As someone in the STM publishing industry, I offer the following thoughts. I was involved in some experiments on post peer-review commenting waaay back in the late 90s/early2ks. Back then we had forums associated with each published article and it was very easy for our journal readers to comment on the published work. For some reason it never took off. The facility was simply never used (except at holiday times when we used to publish funny articles which got lots of activity). Based on this, and some other investigations I did, I came to the (not original) conclusion that we were dealing with a population that consisted mostly of lurkers. There is also the fact that most papers are read by a very small number of scientists who generally know each other (or at least are pretty familiar with each others work). This changes the dynamic I think. To avoid hogging the comment space, I'll try and boil my argument down to this...
In the scientific community at least, the combination of small population sizes (per individual paper), coupled with the tendency to lurk, coupled to a reticence by those lower down the scientific pecking order to be seen to criticise those who are higher up, tends to act against such post peer-review tools. There's a reason why we consistently find that all parties like to continue anonymous peer-review and I think it applies equally to this kind of activity as well.
Should you want to discuss further - drop me a line.
David
Posted by: David Smith | June 19, 2006 at 01:36 AM
I am in no way a scientific community member, but I wonder if the phenomenom described by david may be similar to that of the "paperless office."

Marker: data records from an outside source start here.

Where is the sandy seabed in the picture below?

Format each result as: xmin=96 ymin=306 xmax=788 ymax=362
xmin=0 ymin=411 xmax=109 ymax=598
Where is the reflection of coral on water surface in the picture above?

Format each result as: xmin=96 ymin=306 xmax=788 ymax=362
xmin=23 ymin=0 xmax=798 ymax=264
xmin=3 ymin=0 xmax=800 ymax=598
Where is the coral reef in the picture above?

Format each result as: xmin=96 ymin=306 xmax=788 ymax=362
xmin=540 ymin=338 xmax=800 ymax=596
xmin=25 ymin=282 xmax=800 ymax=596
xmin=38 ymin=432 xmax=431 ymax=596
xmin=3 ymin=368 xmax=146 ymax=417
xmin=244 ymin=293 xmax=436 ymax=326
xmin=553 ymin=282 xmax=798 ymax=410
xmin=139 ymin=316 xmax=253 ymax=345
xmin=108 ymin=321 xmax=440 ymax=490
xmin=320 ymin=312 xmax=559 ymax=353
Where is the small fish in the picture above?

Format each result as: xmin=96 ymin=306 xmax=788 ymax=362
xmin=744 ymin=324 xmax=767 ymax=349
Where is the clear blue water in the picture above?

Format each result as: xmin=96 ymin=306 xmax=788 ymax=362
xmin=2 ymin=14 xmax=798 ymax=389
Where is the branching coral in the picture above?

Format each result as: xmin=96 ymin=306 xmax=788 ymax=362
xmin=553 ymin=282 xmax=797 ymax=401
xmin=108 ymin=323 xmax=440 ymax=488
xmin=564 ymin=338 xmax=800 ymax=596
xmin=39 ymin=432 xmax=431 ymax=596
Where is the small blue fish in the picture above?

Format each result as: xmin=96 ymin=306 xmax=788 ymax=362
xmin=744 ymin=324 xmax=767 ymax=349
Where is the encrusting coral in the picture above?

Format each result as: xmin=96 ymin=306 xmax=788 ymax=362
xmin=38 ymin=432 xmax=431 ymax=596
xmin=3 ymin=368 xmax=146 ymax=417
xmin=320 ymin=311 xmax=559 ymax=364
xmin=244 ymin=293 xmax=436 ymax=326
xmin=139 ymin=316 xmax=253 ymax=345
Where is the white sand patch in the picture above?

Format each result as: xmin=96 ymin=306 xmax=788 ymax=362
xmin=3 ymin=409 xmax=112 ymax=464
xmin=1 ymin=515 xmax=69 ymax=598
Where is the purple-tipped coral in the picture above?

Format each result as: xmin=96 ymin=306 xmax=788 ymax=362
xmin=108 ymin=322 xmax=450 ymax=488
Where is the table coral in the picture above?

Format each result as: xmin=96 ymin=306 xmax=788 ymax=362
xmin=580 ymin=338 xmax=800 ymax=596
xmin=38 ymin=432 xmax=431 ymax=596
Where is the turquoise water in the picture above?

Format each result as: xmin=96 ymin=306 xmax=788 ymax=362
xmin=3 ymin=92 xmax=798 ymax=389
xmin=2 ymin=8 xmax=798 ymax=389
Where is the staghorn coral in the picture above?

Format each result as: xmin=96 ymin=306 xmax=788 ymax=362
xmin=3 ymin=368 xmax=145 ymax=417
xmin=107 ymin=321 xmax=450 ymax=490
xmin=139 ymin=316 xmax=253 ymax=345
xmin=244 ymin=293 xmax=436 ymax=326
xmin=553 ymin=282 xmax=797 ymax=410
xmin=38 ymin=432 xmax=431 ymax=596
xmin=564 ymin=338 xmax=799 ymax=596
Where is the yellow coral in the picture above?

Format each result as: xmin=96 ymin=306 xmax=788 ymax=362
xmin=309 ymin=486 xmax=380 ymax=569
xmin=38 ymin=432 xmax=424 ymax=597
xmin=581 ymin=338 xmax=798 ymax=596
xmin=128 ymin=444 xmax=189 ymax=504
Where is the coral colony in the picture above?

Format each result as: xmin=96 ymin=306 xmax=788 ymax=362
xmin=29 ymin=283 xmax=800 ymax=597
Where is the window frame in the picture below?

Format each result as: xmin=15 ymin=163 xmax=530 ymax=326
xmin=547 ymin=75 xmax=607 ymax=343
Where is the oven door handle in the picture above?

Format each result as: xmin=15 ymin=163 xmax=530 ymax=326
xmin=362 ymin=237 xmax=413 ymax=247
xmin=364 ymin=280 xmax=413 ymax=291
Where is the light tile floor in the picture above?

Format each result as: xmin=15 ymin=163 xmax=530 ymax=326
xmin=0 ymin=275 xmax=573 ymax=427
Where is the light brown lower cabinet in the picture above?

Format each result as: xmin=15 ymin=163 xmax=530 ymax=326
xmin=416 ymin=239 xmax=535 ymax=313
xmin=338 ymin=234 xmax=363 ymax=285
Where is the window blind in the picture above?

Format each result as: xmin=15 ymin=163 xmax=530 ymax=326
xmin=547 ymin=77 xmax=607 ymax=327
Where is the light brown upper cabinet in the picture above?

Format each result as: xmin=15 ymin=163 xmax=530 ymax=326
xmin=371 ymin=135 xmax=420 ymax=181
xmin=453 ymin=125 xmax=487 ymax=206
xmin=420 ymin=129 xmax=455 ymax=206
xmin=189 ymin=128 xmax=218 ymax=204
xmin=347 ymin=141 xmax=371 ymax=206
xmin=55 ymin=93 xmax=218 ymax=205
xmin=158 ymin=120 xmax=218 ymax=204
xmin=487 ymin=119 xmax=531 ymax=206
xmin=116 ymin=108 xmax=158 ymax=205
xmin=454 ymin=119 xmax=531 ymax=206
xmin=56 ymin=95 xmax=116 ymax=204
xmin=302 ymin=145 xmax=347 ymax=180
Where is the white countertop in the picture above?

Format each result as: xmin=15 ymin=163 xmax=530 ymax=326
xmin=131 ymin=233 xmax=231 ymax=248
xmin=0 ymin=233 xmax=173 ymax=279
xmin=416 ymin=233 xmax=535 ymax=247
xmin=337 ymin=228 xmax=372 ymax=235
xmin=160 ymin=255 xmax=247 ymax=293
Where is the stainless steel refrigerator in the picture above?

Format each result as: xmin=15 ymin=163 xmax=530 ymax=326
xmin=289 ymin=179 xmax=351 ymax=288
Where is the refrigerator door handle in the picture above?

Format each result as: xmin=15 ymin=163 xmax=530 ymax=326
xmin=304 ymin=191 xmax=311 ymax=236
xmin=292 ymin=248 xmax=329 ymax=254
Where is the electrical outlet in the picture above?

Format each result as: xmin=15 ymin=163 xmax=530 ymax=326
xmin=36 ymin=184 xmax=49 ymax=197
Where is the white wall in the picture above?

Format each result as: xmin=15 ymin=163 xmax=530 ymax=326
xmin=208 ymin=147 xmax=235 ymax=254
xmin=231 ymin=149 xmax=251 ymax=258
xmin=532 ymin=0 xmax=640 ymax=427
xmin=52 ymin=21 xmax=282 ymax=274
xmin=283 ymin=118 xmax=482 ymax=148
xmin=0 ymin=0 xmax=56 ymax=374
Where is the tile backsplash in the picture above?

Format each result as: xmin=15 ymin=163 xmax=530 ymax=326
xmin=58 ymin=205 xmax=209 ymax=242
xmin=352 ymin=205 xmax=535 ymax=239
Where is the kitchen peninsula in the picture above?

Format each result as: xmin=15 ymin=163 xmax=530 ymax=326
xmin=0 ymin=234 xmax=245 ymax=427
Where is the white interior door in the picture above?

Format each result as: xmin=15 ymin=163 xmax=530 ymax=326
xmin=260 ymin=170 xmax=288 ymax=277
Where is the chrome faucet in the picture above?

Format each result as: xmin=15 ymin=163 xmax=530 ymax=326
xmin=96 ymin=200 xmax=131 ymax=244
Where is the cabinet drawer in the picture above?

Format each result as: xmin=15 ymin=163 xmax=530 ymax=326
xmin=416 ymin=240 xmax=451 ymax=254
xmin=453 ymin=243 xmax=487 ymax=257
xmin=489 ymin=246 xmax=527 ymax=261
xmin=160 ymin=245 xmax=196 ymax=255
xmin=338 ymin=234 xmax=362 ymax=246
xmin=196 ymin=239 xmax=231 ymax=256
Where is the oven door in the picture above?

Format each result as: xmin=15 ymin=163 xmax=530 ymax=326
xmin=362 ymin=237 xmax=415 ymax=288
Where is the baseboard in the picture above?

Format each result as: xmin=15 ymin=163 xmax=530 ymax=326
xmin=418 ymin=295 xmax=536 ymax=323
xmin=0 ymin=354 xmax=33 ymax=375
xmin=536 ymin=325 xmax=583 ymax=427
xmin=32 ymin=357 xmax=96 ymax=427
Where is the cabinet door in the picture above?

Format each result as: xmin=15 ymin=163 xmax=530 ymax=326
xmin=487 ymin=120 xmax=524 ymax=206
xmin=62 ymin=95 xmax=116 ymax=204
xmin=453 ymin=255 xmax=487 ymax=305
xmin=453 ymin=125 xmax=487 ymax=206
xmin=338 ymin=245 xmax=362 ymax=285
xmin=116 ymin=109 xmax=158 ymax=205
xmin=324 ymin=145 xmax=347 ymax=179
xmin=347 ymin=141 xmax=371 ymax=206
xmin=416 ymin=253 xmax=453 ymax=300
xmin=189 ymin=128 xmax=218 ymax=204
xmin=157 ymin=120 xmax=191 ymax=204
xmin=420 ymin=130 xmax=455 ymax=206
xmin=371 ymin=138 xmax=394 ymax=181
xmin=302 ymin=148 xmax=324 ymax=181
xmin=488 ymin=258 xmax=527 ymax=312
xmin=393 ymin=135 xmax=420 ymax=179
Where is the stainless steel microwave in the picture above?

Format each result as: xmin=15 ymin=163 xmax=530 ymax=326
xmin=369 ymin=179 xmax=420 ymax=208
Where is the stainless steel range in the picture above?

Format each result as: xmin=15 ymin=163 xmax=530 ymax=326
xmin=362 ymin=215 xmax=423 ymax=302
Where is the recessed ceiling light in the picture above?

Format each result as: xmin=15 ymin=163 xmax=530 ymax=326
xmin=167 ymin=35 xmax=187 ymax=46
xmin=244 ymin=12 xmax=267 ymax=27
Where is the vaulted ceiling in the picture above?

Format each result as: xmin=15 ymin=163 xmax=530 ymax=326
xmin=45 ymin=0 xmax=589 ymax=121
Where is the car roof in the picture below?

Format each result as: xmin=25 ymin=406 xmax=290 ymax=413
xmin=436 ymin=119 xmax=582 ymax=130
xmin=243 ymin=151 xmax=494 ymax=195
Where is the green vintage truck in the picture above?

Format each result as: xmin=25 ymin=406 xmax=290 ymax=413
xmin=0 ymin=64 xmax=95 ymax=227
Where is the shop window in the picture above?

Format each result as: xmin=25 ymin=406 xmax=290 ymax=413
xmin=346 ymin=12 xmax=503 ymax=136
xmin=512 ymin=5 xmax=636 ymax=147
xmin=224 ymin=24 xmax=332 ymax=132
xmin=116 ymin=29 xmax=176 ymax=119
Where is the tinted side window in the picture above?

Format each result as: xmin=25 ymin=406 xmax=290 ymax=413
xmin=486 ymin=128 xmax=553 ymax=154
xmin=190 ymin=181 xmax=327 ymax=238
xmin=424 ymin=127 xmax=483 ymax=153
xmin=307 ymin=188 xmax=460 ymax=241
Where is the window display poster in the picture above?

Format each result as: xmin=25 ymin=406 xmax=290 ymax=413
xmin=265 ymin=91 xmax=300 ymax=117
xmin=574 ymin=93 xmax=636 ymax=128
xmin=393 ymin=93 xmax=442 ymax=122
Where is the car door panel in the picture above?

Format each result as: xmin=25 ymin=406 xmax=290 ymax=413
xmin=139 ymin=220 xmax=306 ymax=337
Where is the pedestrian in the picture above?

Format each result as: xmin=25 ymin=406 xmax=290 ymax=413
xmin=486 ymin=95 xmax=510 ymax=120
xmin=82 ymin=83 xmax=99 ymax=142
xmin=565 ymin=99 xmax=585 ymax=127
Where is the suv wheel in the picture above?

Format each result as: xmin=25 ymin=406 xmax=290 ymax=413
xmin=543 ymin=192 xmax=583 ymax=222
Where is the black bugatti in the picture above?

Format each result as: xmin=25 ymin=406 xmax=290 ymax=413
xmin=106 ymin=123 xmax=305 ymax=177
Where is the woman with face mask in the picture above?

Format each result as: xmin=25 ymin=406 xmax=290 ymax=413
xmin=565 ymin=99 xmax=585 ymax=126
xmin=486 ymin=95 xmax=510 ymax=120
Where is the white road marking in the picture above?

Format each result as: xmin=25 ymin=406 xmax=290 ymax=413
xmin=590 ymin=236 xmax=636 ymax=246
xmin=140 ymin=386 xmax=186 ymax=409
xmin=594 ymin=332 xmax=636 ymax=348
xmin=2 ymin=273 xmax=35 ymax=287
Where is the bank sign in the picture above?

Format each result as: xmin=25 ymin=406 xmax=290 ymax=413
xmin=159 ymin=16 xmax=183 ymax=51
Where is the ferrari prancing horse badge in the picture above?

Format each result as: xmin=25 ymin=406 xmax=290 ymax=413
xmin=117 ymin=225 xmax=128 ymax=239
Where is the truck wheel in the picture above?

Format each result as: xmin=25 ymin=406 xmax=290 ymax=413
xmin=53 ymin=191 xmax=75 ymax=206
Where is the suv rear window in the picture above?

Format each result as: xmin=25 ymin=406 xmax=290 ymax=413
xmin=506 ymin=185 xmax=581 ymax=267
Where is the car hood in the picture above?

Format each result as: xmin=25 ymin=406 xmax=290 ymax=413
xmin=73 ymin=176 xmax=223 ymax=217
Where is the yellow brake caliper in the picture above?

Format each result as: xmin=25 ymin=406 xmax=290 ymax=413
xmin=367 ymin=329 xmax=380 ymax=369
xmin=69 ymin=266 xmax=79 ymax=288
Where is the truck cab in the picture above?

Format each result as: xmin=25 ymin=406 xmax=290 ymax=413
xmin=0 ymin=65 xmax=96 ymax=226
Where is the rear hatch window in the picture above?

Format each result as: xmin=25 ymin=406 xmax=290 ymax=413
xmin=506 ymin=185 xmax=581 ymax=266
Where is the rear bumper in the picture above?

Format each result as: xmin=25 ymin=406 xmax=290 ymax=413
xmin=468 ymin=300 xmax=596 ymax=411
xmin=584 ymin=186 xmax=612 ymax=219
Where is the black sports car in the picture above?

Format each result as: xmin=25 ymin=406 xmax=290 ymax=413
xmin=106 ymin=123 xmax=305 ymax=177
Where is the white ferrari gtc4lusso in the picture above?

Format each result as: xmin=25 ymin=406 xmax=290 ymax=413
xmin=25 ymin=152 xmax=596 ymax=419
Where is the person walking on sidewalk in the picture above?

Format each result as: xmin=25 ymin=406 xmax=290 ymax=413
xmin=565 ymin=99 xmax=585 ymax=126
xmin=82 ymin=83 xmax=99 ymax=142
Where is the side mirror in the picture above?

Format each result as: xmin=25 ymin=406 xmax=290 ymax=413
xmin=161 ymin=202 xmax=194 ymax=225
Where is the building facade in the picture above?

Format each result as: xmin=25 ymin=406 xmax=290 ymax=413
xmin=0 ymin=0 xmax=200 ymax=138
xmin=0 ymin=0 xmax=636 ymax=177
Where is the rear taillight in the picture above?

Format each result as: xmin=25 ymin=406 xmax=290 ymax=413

What we've found in my large governmental organization is that the paperless office went over very poorly when people first started to attempt to create the paperless office, the workers of the time revolted. The mechanisms involved were clumsy, often poor digital replications of the paper process. There have been numerous articles referencing the need of people to work with a physical piece of paper when reading or doing edits.
What we've found in my office is that as older workers retire and younger people enter the market place, as well as technology and process improvements are brought online, the paperless office is more and more actually becoming the reality. This has been aided by dual screened computers allowing the direct comparision of documents, user comfort with reading things on a monitor as opposed to a book, better engineered processes that properly take advantage of the digital medium, etc.
My point, WRT to the question at hand, is that as more people who are use to their ability to comment anywhere, on anything, and be judged solely on the value of their argument (as I do here), you will see the lurkers and those afraid to comment on the work of the people higher in the hiearchy slowly begin to degrade. Its a matter of familiarity, habit, and culture.
Posted by: Sean | June 21, 2006 at 01:04 PM
I'm afraid y'all have gotten ahead of yourselves. You've introduced a primitive tribe to the Roomba, and can't understand why they haven't all jumped on the robotic vacuum bandwagon, instead preferring to use green branches, which do a much poorer job on their floors.